Yesterday, July 26 marked Landry's One Year in Glory. One full year, but to me that means I am one year closer to Landry.
I am not sure where or who I thought I would be when this day arrived: Better, Stronger, Healed, Still Broken..... thankfully, I do not have to define myself because Jesus knows right where I am.
This month has held a variety of emotions for me; Joy in celebrating our biggest turning 4 and then all sudden I would have this crushing feeling deep down in side of me as Landry's Birthday and Heaven day approached and then passed. I am so thankful that Jesus knows and accepts my pain, and he washes away all of my tears. Jesus loves me and he can handle my pain and anger, in fact he wants me to give him all of my emotions... good and bad.
Some of you have walked this road with us for a entire year through countless "firsts" without Landry. Thank you for loving us, praying, and carrying us through this year. We are so thankful for each and everyone of you. I know our journey through grief is not over, or is our story over.

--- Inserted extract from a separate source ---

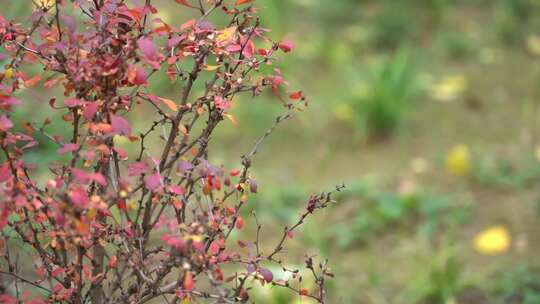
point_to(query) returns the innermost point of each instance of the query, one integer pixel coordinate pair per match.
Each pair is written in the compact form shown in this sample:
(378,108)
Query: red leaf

In a way I see it as a beginning of a new chapter (Chapter 2). We love you, Landry James and we are not complete without you, but we know one day we will be complete when we see you in Heaven.
All my days were written in Your book and planned before a single one of them began. Psalm 139:16
Park City Utah
2 years ago
1 comment:
Holly - you wrote so many things that I have been thinking as well. It is such a blessing to have this connection with you. Your heart is so beautiful and I am so grateful for you and your boys. I hope year two brings you much joy and hope as you continue on your life journey. I love you!